Qinglai Guo (M’09) was born in Jilin City, China, on March 6, 1979. He received the B.S. and Ph.D. degrees from Tsinghua University, Beijing, China, in 2000 and 2005, respectively. He is currently an Associate Professor with Tsinghua University, Beijing, China. His special fields of interest include the EMS advanced applications, especially the automatic voltage control. Prof.
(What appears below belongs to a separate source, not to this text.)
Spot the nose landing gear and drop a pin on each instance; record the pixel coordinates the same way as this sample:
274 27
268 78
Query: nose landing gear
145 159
Guo is a member of CIGRE C2.13 Task Force on Voltage/Var support in System Operations.
Boming Zhang (F’10) received the Ph.D. degree in electrical engineering from Tsinghua University, Beijing, China, in 1985. Since 1985, he has progressed from a Lecturer to an Associate Professor and, finally, to a Professor with the Department of Electrical Engineering, Tsinghua University, Beijing, China. His research interests include power system analysis and control, especially the EMS advanced applications in EPCC. Prof. Zhang is a steering member of CIGRE China State Committee and the International Workshop of EPCC.
WenchuanWu (M’06) was born in Jinhua, Zhejiang, China, on November 26, 1973. received the B.Sc. and Ph.D. degrees from Tsinghua University, Beijing, China, in 1997 and 2003, respectively. He is currently an Associate Professor with Tsinghua University, Beijing, China. His special fields of interest include the EMS/DMS advanced applications, especially online security and risk assessment.
Bin Wang was born in Xingtai, Hebei, China. He received the Ph.D. degree from Tsinghua University, Beijing, China, in 2011. He currently holds a postdoctoral position with Tsinghua University, Beijing, China. His special fields of interest include EMS/DMS advanced applications.